We arrived at Admissions at 7.30am and waited patiently. Time was passing and there was no sign of her. I could feel my blood pressure beginning to rise. I prayed that after all this preparation this would not be a waste of time for Alice, let along a waste of theatre time, anaesthetist and surgeons time. I began to seriously worry. The social worker gave me her personal number so I quickly texted her. She starts to make a few phone calls. Just as I was about to let the admission nurse know the manager came through the door.
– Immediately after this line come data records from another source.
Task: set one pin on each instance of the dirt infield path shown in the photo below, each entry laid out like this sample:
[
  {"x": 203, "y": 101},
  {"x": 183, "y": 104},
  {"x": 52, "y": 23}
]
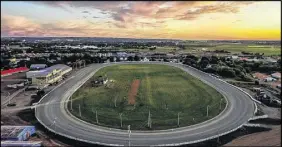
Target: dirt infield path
[{"x": 133, "y": 92}]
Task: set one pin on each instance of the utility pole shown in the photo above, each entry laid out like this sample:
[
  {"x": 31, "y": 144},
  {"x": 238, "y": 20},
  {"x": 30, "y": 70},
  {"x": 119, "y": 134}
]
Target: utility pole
[
  {"x": 79, "y": 110},
  {"x": 178, "y": 119},
  {"x": 120, "y": 119},
  {"x": 97, "y": 117},
  {"x": 149, "y": 119},
  {"x": 9, "y": 98},
  {"x": 220, "y": 104},
  {"x": 129, "y": 132},
  {"x": 207, "y": 110}
]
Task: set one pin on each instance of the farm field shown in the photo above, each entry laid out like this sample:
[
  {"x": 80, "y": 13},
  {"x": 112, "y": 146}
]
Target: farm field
[
  {"x": 233, "y": 48},
  {"x": 134, "y": 90},
  {"x": 237, "y": 48}
]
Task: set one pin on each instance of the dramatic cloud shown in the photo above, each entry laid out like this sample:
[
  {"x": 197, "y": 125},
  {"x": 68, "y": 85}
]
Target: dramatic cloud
[
  {"x": 130, "y": 12},
  {"x": 153, "y": 19}
]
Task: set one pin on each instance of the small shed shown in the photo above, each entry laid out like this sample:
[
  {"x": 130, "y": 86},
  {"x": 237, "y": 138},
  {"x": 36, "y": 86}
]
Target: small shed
[
  {"x": 100, "y": 81},
  {"x": 17, "y": 133}
]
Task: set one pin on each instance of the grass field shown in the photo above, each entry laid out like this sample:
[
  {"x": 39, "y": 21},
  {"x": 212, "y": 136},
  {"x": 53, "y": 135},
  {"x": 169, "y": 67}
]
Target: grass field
[
  {"x": 163, "y": 90},
  {"x": 233, "y": 48}
]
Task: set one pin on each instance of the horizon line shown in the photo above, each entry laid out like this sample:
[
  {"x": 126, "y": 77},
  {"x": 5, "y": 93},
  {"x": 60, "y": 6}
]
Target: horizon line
[{"x": 139, "y": 38}]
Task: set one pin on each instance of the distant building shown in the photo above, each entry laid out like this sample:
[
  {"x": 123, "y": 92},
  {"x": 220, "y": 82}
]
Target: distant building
[
  {"x": 260, "y": 76},
  {"x": 37, "y": 66},
  {"x": 21, "y": 143},
  {"x": 12, "y": 71},
  {"x": 48, "y": 75},
  {"x": 276, "y": 75},
  {"x": 16, "y": 133},
  {"x": 269, "y": 79}
]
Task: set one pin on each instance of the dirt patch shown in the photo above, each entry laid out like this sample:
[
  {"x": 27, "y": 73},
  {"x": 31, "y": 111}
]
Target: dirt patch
[
  {"x": 133, "y": 92},
  {"x": 268, "y": 138}
]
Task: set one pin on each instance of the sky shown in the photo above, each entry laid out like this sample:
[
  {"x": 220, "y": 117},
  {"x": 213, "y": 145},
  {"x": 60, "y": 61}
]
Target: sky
[{"x": 186, "y": 20}]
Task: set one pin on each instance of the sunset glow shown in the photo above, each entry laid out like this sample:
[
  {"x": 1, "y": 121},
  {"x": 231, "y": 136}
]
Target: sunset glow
[{"x": 171, "y": 20}]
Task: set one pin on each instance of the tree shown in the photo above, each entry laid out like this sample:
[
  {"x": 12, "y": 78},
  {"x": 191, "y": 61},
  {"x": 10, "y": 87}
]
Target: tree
[
  {"x": 214, "y": 60},
  {"x": 111, "y": 59},
  {"x": 226, "y": 72},
  {"x": 130, "y": 58}
]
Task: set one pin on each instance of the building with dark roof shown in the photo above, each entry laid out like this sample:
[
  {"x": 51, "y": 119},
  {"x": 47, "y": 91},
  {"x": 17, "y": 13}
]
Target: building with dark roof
[
  {"x": 16, "y": 133},
  {"x": 48, "y": 75}
]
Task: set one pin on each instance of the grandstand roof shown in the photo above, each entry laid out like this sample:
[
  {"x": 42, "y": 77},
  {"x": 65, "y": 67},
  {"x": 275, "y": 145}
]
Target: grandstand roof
[
  {"x": 12, "y": 131},
  {"x": 21, "y": 143},
  {"x": 46, "y": 71}
]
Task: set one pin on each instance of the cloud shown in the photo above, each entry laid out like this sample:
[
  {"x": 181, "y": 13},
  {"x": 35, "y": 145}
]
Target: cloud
[
  {"x": 130, "y": 12},
  {"x": 21, "y": 26},
  {"x": 86, "y": 12}
]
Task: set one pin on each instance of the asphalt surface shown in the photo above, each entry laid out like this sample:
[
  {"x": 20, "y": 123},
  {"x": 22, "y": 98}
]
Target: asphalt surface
[{"x": 53, "y": 114}]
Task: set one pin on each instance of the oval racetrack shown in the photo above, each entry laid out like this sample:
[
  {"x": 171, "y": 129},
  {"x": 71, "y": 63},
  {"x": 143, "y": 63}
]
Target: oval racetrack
[{"x": 239, "y": 109}]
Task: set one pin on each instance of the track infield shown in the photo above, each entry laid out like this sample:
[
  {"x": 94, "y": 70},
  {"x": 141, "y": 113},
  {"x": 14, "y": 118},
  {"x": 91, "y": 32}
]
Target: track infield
[
  {"x": 133, "y": 92},
  {"x": 137, "y": 89}
]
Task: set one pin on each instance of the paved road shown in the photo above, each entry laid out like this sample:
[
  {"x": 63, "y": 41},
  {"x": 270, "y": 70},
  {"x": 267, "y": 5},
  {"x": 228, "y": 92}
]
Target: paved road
[{"x": 240, "y": 109}]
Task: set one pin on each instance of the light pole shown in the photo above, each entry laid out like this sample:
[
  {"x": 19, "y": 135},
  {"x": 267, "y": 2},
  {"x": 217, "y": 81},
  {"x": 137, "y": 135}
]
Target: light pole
[
  {"x": 178, "y": 119},
  {"x": 207, "y": 110},
  {"x": 9, "y": 98},
  {"x": 79, "y": 110},
  {"x": 97, "y": 117},
  {"x": 71, "y": 103},
  {"x": 129, "y": 132},
  {"x": 120, "y": 115},
  {"x": 220, "y": 104}
]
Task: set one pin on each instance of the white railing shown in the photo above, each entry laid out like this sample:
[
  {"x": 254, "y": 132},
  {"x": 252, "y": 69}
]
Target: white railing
[{"x": 177, "y": 144}]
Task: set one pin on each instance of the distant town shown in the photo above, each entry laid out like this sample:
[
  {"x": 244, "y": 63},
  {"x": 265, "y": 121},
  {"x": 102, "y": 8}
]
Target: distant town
[{"x": 32, "y": 67}]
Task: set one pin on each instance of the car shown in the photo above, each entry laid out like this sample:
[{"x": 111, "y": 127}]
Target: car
[
  {"x": 215, "y": 75},
  {"x": 11, "y": 104}
]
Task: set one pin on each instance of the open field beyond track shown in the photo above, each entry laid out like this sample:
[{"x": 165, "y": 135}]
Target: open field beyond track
[{"x": 163, "y": 90}]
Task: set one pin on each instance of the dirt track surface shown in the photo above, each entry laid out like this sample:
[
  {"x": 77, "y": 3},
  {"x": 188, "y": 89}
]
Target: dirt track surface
[
  {"x": 133, "y": 92},
  {"x": 268, "y": 138}
]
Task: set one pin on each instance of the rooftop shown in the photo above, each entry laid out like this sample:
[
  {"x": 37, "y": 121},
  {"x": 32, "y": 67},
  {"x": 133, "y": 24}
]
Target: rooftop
[{"x": 11, "y": 131}]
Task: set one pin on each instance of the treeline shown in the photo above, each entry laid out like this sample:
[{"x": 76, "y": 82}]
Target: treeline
[{"x": 226, "y": 67}]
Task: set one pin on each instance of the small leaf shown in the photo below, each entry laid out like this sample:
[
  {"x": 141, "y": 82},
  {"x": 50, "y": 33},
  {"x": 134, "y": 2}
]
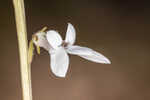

I felt such relief.

After quizzing the anaesthetist and surgeon (something I think could have happened prior to today) she gave consent and we finally went down to theatre. The anaesthetist took great care in ensuring Alice stayed calm as she was put to sleep. I left her there in theatre in the safe hands of the surgical team.

The four hours that she was in surgery felt like an eternity and I was very relieved when I was called up to recovery where she was being brought round from the anaesthetic. Now the next waiting game begins as we wait to see if surgery was successful and then recovery can begin. I reflect that this is something so important to Alice, both the surgery and my presence with her throughout. Fostering is about helping good decisions to be made for the child in care, but it is also about walking through those decisions with them.